I found out from this board that having a higher Abbe value in my lenses could significantly reduce this problem:

http://www.optiboard.com/forums/showthread.php?t=5874

and so I am looking for new pairs of lenses (and then a glasses shop that can order these lenses). The only list I could find of Abbe values for different lens types was here:

http://www.eyecarecontacts.com/thin_light_lenses.html

and I was wondering if there are any other makes of lens I should be considering (since that page is from 1997). Obviously I am willing to make sacrifices in terms of thickness and weight, but plastic is definitely better than glass for me. On that page, the "Essilor Thin" lenses have the fantastically high Abbe value of 58, but I went to their site and it's only good up to -4.00.

Thanks for any help,
Chris

P.S.  Sorry about all the parentheses :)

----------


## For-Life

Yes, go with regular plastic.  It has an abbe value of 58.  It might be a little thick, but it is a compromise.

----------


## AWTECH

In addition to the high abbe value you may also want to consider a lens like a 1.60 made with an abbe value of 42 and if you order a Seiko inside progressive design it will be made in Japan where they match the index of the hard coating to the index of the lens.  You may experience these same problems with any lens that is hard coated and not index matched.  A CR-39 lens or a Trivex lens could also be an option as these will both have a hard coat that is close to their lower index of refraction.  I think Trivex would be a safe solution.

----------


## mshimp

go with the seiko 1.60 (good thinning with good optics)

----------


## chip anderson

If long hours  on your contacts means less than 18 per day.  This ain't long, they should be comfortable for at least this long.  If you are sleeping in them, anything you sleep with is more likely get you in trouble.

----------


## since10

Sola percepta is the best high index...with 48 Abbe Value..almost CR39, but much better than most high index

----------


## rinselberg

> Sola percepta is the best high index...with 48 Abbe Value..almost CR39, but much better than most high index


I think that was meant to be Sola Spectralite, which is a mid-index material (1.54) with an Abbe value of 47. Sola Finalite is a higher index material (1.6) with an Abbe value of 42. "Percepta" is a Sola PAL design.

Sola product specifications:
http://www.sola.com/professionals/SOLA%20Specs-37sm.pdf

----------


## Happylady

Trivex has very good optics and is very light, but it is a 1.53 lens, so isn't as thin as most of the other thinner lenses. It is closest to plastic in the abbe value, though. Otherwise I would suggest a 1.54(spectrite) or a 1.56 mid index. They will be thinner then cr-39 and have fairly high abbe values.

----------


## mullo

The abbe value of trivex is approx 43. Spectralite is higher (47) and thus less light dispersion/chromatic aberration.

----------


## Jimdayok

Trivex has abbe values that have been reported to range anywhere between 43 and 45. The human eye has an abbe value of 45. Does anybody have any information related to advantages of using materials that have higher abbe values than the human eye. 

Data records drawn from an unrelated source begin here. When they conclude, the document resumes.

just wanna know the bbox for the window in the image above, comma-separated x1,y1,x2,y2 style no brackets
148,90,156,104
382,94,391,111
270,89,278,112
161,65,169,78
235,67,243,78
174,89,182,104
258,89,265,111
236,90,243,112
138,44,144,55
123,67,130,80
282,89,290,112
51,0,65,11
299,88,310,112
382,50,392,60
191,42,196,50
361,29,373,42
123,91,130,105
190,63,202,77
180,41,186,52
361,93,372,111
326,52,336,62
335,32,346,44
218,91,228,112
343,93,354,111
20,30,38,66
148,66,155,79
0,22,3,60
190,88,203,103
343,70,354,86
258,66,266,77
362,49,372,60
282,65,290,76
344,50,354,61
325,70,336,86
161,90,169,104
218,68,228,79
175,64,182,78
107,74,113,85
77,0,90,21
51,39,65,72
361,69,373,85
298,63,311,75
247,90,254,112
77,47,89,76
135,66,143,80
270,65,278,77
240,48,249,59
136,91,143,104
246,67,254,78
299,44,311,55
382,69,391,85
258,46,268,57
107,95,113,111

Does it matter at that point? 

Trivex has according to most research, absolutely no chromatic abberation. 

Just go with something not injected molded (poly); you'll be fine! :) 
jpd

----------


## Darryl Meister

> Trivex has abbe values that have been reported to range anywhere between 43 and 45.


There are two slightly different "recipes" for Trivex. I believe that one results in a slightly higher index and slightly lower Abbe (43), while the other results in a slightly lower index and slightly higher Abbe (45).




> The human eye has an abbe value of 45. Does anybody have any information related to advantages of using materials that have higher abbe values than the human eye.


The Abbe value of the eye is closer to 53. Secondly, chromatic aberration in the spectacle lens can compound the chromatic aberration of the eye, making it worse. Finally, since the eye is a fixed and <relatively> centered optical system with reduced sensitivity in the periphery, it is less susceptible to its own _lateral_ chromatic aberration. (Lateral chromatic aberration causes _color fringing_.) However, this is the most bothersome effect produced by chromatic aberration in spectacle lenses.




> Trivex has according to most research, absolutely no chromatic abberation.


Trivex (n = 1.53) has a very predictable amount of chromatic aberration, though wearers will probably not be bothered by it for most prescriptions. There are several other material options available that produce a similar degree of chromatic aberration, including Finalite (n = 1.60), MR-8 (n = 1.60), and 1.6 Glass (n = 1.60). There are also several materials out there that produce even less chromatic aberration, including Crown Glass (n = 1.52), Hard Resin (n = 1.50), Spectralite (n = 1.54), and so on.

----------


## Jimdayok

I sincerely appreciate your reply.

----------